The new limits do not apply to opiates prescribed for cancer, palliative care, end-of-life/hospice care or medication-assisted treatment for addiction.

Prescribers also will be required, beginning Dec. 29, to provide to the state a diagnosis or procedure code for every opiate prescription. Beginning June 1, they will be required to do the same for other controlled-substance prescriptions.

“If you’re a dentist, if you’re a doctor, I don’t care who you are – you violate these guidelines, and the medical board will come after you. You will be disciplined and perhaps even lose your license,” Kasich said at the news conference, where he was joined by the presidents of the state pharmacy, medical, dental and nursing boards. “You [prescribers] have a responsibility to do this the right way.”

State officials say the new guidelines will reduce prescription opiates by an estimated 109 million doses, building on previous efforts to control the prescribing of opiates.

“We were one of the very first states to establish opiate-prescribing guidelines, beginning in 2012, first for emergency departments, then for chronic pain, and then for acute pain,” said Dr. Mark Hurst, medical director for the Ohio Department of Mental Health & Addiction Services, at the news conference.

Megan Marchal, president of the state pharmacy board, noted from 2012 to 2016, the amount of opiates dispensed to Ohio patients decreased by 162 million doses.

“What’s more, data for the first quarter of 2017 indicates that Ohio is continuing this downward trend in opiate prescribing,” she said.

That trend can be seen in Mahoning County, too, according to data from the Ohio Automated Rx Reporting System, OARRS.

According to that data, the county’s number of prescription opioid doses per capita peaked in 2013 at 81.3. That year, 19,420,393 doses of opiate medications were dispensed in the county.

From 2013 on, those numbers have gradually declined.

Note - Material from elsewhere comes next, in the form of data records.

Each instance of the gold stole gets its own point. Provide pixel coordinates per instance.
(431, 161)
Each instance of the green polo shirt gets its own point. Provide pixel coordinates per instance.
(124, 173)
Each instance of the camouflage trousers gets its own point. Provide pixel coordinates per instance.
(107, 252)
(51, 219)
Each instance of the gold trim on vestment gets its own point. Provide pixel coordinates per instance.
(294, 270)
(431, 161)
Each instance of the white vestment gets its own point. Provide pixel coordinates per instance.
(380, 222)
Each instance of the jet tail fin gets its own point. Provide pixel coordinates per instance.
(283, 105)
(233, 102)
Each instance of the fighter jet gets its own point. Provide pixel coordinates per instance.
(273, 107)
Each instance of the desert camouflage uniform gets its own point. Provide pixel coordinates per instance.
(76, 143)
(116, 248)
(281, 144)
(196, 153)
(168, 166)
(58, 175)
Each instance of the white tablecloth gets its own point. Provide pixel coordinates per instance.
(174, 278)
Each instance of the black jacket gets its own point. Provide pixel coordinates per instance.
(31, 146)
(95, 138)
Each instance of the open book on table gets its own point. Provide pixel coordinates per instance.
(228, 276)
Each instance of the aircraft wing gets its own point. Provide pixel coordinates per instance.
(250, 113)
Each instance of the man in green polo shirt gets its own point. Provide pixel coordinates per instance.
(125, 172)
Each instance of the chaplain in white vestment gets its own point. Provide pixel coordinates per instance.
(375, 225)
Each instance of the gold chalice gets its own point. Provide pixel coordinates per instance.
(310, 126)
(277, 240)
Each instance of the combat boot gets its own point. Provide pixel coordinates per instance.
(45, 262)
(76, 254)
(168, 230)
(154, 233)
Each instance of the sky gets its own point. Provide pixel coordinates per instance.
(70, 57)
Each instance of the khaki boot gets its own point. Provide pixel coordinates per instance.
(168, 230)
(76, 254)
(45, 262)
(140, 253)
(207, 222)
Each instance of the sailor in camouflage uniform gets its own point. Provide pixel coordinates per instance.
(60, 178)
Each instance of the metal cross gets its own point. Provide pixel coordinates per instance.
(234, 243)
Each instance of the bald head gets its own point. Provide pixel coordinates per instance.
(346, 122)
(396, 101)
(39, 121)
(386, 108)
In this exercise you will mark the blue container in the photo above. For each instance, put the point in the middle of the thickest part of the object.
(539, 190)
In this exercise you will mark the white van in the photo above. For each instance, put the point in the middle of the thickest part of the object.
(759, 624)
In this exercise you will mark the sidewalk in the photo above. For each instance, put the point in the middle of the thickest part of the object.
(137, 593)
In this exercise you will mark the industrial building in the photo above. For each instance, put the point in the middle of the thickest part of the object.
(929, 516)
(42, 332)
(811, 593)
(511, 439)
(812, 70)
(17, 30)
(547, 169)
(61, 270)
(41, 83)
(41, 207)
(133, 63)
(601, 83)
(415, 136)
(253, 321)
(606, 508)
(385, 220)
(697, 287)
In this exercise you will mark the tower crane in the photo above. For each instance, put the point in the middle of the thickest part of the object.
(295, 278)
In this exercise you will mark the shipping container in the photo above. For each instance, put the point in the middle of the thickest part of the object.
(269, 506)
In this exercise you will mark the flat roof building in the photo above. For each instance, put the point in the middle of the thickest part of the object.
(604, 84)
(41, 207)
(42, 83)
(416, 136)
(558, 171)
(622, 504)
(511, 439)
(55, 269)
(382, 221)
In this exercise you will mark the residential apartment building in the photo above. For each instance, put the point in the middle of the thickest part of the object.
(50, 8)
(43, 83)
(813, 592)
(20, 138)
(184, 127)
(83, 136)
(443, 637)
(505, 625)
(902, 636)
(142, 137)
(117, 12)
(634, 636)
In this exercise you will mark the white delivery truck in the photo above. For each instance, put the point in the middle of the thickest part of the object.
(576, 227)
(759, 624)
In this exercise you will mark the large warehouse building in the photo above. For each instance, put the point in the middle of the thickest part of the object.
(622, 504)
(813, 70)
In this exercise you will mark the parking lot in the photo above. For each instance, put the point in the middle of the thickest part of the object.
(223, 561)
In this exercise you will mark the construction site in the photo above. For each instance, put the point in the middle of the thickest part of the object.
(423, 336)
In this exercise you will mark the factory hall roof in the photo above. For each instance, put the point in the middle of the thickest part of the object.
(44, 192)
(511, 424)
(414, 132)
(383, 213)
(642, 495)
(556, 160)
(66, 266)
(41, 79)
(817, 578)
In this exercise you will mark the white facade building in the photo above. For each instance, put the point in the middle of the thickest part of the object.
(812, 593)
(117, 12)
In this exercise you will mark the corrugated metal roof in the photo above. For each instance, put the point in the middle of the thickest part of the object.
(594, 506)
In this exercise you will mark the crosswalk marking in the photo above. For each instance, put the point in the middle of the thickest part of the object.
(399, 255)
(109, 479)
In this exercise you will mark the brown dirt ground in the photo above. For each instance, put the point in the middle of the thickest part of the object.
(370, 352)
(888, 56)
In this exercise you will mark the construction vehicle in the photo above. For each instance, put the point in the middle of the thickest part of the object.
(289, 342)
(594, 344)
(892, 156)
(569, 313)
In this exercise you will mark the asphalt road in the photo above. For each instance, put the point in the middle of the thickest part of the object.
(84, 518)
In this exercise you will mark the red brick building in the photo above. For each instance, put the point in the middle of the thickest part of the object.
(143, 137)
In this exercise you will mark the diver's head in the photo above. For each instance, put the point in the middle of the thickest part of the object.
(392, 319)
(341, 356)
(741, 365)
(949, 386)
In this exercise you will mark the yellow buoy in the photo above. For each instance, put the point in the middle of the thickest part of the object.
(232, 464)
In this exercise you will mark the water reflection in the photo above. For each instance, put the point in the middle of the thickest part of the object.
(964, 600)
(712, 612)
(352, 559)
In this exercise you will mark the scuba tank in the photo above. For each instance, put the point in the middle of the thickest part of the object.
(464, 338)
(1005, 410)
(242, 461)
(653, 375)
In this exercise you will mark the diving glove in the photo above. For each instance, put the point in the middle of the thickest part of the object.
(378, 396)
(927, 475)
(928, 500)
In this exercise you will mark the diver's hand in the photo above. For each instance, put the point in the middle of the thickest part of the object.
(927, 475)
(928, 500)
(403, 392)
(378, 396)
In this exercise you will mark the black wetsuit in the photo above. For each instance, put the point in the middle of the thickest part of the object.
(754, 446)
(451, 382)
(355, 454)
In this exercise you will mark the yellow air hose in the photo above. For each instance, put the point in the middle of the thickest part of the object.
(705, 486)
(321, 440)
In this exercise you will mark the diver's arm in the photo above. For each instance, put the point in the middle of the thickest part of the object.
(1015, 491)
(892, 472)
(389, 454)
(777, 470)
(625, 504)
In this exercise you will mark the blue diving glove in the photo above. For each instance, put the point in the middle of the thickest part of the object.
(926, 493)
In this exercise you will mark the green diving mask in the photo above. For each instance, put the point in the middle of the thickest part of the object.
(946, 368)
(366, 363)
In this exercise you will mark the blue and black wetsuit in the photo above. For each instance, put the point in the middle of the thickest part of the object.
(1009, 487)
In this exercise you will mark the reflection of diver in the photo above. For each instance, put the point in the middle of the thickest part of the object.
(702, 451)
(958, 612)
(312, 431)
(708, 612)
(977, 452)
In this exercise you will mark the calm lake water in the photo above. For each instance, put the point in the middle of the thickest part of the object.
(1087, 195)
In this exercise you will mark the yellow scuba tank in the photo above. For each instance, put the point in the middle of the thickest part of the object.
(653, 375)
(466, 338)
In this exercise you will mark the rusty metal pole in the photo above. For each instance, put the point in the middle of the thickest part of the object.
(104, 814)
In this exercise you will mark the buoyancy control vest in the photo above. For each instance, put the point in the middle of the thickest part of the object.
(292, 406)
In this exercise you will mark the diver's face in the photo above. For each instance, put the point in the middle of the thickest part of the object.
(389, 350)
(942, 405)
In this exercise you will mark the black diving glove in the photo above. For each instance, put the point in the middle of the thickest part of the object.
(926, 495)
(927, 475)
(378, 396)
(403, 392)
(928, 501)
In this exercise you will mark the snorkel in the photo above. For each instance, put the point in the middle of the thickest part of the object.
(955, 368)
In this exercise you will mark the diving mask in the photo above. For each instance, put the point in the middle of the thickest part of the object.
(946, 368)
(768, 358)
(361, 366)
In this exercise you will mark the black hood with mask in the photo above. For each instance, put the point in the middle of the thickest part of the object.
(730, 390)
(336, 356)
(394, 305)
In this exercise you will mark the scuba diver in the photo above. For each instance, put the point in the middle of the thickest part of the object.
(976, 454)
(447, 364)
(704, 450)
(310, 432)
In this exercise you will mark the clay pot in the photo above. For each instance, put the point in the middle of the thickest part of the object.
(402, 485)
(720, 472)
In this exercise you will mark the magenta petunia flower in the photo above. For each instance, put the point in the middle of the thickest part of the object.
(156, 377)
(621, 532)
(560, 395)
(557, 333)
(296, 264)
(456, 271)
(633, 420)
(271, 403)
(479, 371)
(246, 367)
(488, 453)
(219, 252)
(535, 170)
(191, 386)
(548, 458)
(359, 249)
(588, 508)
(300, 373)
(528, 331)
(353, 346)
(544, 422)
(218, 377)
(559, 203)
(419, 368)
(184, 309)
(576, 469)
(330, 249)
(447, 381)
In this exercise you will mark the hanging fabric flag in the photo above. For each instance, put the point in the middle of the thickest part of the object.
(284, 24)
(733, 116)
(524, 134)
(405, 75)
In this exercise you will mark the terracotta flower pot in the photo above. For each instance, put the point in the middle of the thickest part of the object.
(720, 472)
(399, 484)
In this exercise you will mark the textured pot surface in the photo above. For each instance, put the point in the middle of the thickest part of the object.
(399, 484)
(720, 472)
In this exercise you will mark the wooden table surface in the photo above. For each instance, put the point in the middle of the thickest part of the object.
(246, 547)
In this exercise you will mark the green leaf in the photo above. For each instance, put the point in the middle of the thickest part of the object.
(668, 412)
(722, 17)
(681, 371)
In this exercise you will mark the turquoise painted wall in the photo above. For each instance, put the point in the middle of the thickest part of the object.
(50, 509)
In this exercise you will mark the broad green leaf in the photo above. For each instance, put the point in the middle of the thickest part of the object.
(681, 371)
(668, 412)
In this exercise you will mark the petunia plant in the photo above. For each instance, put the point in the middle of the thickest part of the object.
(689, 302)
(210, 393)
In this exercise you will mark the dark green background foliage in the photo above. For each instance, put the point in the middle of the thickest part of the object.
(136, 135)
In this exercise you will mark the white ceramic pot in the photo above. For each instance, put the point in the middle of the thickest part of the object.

In 2016, 15,328,203 opiate doses were dispensed, and the number of doses per capita fell to 64. And in the first quarter of this year, those numbers were down slightly compared with the first quarter of 2016.

Mahoning County officials see the new acute-pain guidelines as helpful.

“The governor has made a major step forward in fighting addiction by implementing opioid-prescribing guidelines,” said Duane Piccirilli, executive director of the Mahoning County Mental Health and Recovery Board. “I cannot tell you how many stories I have heard from people in recovery, both locally and nationally, that their addiction started with prescription drugs, prescribed for an injury.”

Heidinger called the guidelines “very helpful.”

“Mainly, because, two things can happen: The person who gets the prescription can become addicted, but they also tend to leave it in their medicine cabinets, and then it’s available to people who may be in or out of their house.”